Traumatic brain injuries (TBI) are something Brad Anderson knows about all too well. He's a survivor of a traumatic brain injury that happened to him nearly ten years ago.
"In my case, it was an assault. I was traveling for work and I was in Florida on business and some bad people thought I had money and mugged me and attacked me and my injury was a result of that" says traumatic brain injury survivor Brad Anderson.
Anderson says that his injury has affected his entire life.
"I'm not able to go back to the career I had and it's just an omnipresent disability," says Anderson.
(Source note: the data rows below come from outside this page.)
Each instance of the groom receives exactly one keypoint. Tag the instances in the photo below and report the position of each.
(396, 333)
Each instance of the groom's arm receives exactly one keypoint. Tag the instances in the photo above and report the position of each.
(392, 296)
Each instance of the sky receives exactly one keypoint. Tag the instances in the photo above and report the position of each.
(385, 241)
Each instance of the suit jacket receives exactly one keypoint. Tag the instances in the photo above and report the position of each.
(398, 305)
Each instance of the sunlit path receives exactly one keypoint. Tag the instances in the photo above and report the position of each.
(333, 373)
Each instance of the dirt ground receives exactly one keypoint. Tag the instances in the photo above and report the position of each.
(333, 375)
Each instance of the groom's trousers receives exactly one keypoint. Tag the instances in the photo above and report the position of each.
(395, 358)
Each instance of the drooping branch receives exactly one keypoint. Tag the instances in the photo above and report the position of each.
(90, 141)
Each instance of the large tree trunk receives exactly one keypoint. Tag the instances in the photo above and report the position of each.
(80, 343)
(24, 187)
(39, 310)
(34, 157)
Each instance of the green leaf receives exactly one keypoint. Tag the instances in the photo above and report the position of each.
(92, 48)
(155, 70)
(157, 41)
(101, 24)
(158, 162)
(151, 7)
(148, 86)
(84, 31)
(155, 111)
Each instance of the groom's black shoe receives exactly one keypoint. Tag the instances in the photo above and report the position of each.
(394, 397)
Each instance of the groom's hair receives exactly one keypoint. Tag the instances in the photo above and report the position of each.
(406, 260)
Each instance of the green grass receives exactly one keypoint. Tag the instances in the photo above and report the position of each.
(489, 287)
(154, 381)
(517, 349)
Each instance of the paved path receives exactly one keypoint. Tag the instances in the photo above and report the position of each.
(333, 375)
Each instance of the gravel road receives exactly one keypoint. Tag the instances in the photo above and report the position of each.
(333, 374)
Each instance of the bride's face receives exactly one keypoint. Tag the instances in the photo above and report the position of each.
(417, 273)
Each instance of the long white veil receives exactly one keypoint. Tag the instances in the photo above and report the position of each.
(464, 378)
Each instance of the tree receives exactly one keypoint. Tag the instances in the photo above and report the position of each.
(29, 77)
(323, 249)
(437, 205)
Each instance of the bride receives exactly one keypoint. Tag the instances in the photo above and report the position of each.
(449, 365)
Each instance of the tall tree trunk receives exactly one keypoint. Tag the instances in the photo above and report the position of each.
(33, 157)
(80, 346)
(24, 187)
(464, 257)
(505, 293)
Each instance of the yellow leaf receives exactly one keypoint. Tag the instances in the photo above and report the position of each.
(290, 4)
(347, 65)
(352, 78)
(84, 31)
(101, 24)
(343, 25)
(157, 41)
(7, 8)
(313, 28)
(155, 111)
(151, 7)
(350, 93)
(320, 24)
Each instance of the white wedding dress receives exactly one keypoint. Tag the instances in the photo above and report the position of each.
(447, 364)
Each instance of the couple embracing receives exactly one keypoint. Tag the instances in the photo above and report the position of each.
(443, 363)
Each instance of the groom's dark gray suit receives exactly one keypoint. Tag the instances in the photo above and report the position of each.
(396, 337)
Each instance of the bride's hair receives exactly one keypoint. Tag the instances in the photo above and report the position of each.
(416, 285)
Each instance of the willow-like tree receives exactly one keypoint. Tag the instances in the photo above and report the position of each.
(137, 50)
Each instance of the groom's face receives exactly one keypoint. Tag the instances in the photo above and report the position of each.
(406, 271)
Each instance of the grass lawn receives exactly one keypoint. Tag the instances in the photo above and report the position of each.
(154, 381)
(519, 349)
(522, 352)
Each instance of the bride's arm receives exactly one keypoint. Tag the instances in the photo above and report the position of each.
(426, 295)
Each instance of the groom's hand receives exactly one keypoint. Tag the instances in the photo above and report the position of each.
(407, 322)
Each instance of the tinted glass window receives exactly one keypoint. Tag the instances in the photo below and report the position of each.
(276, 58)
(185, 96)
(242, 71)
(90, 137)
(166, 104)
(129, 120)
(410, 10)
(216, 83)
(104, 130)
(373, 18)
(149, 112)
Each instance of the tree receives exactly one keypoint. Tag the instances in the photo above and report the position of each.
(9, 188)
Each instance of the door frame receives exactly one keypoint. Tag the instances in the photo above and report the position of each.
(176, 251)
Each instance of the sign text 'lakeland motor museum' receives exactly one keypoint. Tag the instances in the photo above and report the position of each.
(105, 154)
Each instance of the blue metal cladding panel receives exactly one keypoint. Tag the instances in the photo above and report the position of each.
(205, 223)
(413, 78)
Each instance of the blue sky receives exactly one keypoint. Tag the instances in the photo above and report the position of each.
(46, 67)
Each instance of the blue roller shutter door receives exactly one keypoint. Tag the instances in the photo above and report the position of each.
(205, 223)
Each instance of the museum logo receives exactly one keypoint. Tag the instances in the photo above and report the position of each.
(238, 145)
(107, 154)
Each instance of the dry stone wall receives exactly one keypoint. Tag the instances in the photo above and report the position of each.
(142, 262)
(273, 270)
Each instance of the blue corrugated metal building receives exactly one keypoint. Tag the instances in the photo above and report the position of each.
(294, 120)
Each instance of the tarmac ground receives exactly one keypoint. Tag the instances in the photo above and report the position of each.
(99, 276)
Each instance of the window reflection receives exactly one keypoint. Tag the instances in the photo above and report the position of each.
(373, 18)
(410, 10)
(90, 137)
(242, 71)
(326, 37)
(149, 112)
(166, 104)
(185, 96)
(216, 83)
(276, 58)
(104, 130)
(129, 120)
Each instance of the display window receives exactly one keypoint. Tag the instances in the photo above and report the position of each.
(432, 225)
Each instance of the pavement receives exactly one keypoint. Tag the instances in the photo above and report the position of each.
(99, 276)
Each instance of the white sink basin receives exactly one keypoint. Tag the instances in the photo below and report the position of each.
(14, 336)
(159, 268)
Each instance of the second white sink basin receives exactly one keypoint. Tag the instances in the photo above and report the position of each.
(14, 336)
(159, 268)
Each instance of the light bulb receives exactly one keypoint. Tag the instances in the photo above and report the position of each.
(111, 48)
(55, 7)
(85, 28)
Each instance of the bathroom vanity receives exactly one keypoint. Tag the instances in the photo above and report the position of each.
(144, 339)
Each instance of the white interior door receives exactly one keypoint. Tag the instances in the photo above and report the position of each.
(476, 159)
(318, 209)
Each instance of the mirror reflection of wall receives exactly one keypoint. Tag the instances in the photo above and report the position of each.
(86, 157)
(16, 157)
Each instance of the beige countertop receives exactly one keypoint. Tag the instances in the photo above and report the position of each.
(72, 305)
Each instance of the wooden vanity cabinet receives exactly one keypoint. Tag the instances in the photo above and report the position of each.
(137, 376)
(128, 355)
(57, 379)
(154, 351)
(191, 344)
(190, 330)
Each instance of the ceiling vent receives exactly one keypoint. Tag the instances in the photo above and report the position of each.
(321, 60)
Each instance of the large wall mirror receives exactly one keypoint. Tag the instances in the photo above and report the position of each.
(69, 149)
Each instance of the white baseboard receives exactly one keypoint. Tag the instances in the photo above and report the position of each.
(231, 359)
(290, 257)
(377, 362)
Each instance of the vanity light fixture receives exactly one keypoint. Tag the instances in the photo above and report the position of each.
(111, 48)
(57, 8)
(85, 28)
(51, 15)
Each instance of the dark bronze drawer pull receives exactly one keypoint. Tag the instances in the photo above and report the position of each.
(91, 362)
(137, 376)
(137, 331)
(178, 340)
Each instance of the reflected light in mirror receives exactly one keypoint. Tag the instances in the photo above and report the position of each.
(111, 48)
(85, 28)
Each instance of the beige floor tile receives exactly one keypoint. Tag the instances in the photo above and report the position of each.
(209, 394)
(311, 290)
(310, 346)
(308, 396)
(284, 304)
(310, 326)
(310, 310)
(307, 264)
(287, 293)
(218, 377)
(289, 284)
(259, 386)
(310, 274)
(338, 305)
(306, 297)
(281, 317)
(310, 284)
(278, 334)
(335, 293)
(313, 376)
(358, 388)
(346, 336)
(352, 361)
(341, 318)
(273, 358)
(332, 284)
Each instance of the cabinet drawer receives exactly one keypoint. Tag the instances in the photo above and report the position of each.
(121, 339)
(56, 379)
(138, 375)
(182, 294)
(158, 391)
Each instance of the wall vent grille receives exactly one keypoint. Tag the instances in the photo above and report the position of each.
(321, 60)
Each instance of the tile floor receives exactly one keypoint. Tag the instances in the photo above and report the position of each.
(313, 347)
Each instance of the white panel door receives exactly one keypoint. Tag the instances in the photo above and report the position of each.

The majority of traumatic brain injuries affect the frontal lobe of your brain and that includes your cognitive skills and executive functions like judgment, planning, and speech. Anderson's frontal lobe was affected slightly by his injury, but his parietal and temporal lobes took the biggest hit.
"I had a piece of my skill taken out to let my brain swell and then months later put back on, was in a coma for a few weeks, a natural coma and then addition to that, a medically induced coma, I had to relearn how to walk and talk," says Anderson.
Now Anderson is the lead advocate of the Brain Injury Group of West Virginia, and he says that conferences like this one help not only to educate but also to integrate.
"Conferences like these and also in support groups, like the one I'm involved with, give survivors an opportunity to make new friends without the fear of being judged or without being so different," says Anderson.
The TBI conference is a three-day event, tomorrow's focus is on mild traumatic brain injuries.